Cavigni's got a mean sense of humor when it comes to making fun of Madame Cheron. Think Eddie Haskell on Leave it to Beaver: he's a little smarmy, but slick enough to get away with it. Poor Madame Cheron has no way of knowing that Cavigni's passionate compliments about "that face—that shape—that air" are nothing more than hot air.
Bertolini seems like he might be the best of the bunch, but that's not saying too much. He's got some "strong passions" and "unbounded extravagance" working against him, but at least he's generous and brave (2.3.2). Then again, he's no peach when he gets drunk with Verezzi.

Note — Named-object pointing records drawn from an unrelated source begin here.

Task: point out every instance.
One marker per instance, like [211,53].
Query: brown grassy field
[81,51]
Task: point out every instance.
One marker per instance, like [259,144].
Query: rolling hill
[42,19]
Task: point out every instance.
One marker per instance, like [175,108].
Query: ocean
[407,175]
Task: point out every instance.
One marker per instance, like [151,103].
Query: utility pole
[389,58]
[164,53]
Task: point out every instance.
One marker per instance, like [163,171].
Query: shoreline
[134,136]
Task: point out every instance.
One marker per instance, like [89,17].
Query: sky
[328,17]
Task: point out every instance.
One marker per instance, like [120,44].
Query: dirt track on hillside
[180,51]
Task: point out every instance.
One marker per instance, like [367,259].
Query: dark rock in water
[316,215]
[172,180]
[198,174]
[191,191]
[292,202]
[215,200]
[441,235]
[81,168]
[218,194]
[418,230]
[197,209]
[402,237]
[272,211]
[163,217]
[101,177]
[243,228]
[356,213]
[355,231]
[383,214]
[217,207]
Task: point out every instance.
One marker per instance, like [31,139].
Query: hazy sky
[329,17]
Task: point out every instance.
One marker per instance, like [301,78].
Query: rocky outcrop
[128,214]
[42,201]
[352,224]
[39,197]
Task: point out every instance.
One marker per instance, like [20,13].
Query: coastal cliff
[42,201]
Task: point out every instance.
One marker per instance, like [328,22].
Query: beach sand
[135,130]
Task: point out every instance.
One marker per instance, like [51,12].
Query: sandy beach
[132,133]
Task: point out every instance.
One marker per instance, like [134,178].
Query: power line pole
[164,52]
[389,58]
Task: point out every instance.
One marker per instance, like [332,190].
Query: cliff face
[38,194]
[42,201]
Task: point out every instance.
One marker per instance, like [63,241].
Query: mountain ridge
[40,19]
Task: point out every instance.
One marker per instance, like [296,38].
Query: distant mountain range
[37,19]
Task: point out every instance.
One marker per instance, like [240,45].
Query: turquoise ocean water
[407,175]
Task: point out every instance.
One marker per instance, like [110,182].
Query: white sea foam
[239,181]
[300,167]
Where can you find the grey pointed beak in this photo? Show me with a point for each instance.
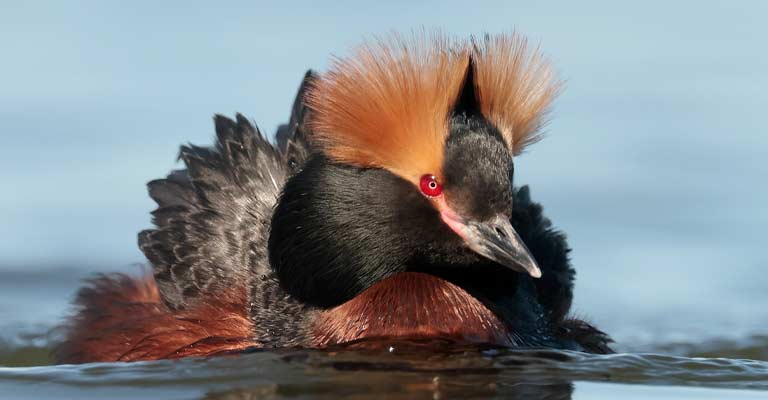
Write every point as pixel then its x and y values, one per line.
pixel 496 240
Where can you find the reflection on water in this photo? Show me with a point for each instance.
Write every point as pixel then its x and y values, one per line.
pixel 408 370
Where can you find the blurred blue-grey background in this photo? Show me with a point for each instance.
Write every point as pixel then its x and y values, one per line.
pixel 654 163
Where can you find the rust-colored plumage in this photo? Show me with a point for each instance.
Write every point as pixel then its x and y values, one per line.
pixel 121 318
pixel 389 105
pixel 412 305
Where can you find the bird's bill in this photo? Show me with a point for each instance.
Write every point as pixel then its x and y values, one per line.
pixel 496 240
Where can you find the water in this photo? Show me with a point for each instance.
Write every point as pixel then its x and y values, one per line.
pixel 654 165
pixel 706 368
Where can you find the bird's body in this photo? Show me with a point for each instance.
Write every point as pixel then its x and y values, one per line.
pixel 324 240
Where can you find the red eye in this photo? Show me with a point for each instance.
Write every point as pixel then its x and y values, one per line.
pixel 430 187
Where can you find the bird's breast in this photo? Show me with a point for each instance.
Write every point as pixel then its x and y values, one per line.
pixel 410 305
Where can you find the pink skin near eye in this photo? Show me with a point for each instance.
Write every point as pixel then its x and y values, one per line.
pixel 429 186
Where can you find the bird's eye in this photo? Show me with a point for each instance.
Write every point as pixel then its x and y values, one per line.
pixel 430 187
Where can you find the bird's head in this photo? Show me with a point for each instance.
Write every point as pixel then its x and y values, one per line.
pixel 416 139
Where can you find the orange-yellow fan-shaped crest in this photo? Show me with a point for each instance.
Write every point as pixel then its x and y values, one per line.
pixel 389 105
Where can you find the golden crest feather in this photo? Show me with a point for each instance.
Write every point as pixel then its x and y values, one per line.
pixel 389 105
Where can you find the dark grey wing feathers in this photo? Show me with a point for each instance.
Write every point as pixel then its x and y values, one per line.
pixel 292 138
pixel 212 220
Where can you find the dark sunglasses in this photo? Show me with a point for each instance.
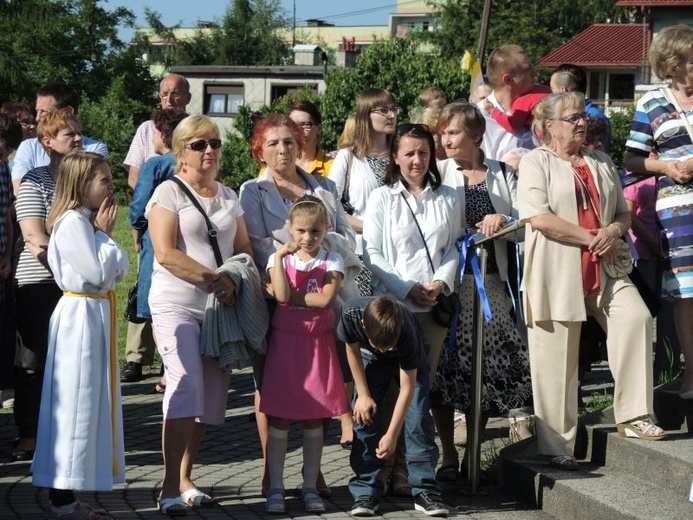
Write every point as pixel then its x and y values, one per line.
pixel 201 145
pixel 414 128
pixel 574 118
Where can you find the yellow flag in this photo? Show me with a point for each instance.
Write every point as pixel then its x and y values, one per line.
pixel 466 62
pixel 477 78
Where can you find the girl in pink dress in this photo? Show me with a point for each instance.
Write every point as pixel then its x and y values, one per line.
pixel 302 379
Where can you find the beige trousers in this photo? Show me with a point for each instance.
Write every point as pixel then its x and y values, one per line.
pixel 553 356
pixel 434 335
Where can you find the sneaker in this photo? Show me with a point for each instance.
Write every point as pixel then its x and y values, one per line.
pixel 7 398
pixel 131 373
pixel 312 502
pixel 430 504
pixel 81 512
pixel 365 505
pixel 519 429
pixel 275 504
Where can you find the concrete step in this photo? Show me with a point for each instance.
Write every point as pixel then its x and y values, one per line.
pixel 622 478
pixel 667 464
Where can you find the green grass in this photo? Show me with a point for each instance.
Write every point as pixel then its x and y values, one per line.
pixel 123 235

Verezzi's a major schemer. He scares the bejeebies out of Em one night when he's feeling drunk and amorous, chasing her through the halls of Udolpho. Dude, you're not in kindergarten anymore. Radcliffe tells us "he revolted against all subordination," which gives us a pretty good idea of his contentious relationships with the other guys in the castle (2.3.1). Verezzi has some major beef with Orsino, who keeps beating him in cards.

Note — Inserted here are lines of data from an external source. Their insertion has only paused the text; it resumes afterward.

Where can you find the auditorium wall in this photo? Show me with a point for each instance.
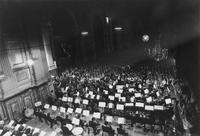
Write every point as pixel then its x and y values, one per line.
pixel 21 84
pixel 188 63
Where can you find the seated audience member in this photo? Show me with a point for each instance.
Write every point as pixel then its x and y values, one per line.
pixel 1 123
pixel 66 131
pixel 121 131
pixel 93 124
pixel 108 129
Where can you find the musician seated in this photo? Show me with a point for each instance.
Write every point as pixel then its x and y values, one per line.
pixel 66 131
pixel 1 123
pixel 121 131
pixel 107 128
pixel 93 124
pixel 66 121
pixel 25 118
pixel 28 132
pixel 19 132
pixel 51 120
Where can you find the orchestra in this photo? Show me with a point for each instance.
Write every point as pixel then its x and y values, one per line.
pixel 91 100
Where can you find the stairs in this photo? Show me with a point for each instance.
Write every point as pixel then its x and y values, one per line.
pixel 196 128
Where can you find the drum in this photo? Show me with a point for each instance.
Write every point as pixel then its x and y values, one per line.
pixel 77 131
pixel 69 126
pixel 29 112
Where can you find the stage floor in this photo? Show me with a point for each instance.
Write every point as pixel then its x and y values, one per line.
pixel 35 123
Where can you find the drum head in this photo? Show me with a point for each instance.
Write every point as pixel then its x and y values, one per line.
pixel 77 131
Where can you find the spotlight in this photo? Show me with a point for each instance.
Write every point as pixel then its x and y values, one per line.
pixel 145 38
pixel 118 28
pixel 30 62
pixel 84 33
pixel 107 20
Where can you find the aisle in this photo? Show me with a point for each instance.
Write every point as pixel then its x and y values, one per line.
pixel 44 127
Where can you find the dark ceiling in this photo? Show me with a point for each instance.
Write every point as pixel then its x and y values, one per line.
pixel 174 18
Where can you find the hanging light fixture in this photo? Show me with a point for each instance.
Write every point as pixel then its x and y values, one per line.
pixel 157 52
pixel 30 62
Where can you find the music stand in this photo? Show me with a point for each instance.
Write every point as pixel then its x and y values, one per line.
pixel 85 101
pixel 102 104
pixel 86 112
pixel 121 120
pixel 78 110
pixel 54 108
pixel 120 107
pixel 64 99
pixel 75 121
pixel 97 115
pixel 62 109
pixel 46 106
pixel 109 119
pixel 111 97
pixel 70 110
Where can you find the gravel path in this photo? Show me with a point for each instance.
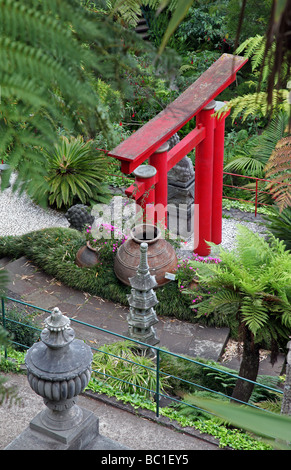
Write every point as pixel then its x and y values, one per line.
pixel 20 215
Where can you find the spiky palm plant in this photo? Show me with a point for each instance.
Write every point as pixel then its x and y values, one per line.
pixel 252 285
pixel 279 223
pixel 278 169
pixel 49 52
pixel 76 173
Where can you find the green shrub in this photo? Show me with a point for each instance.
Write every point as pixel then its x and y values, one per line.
pixel 21 328
pixel 126 370
pixel 75 173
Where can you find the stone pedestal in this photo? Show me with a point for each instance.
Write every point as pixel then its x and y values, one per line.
pixel 59 368
pixel 286 402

Orsino has to go and wreck it all for them, though. He's Montoni's favorite, but he's also the most selfish and proud. Really, dude, did you have to kill that nobleman and bring the wrath of the government down upon Udolpho? Orsino may be the "chief favorite" of Montoni, but he's also got plenty of "pride, revenge, and avarice" (2.3.183). Watch out for him in a dark alley.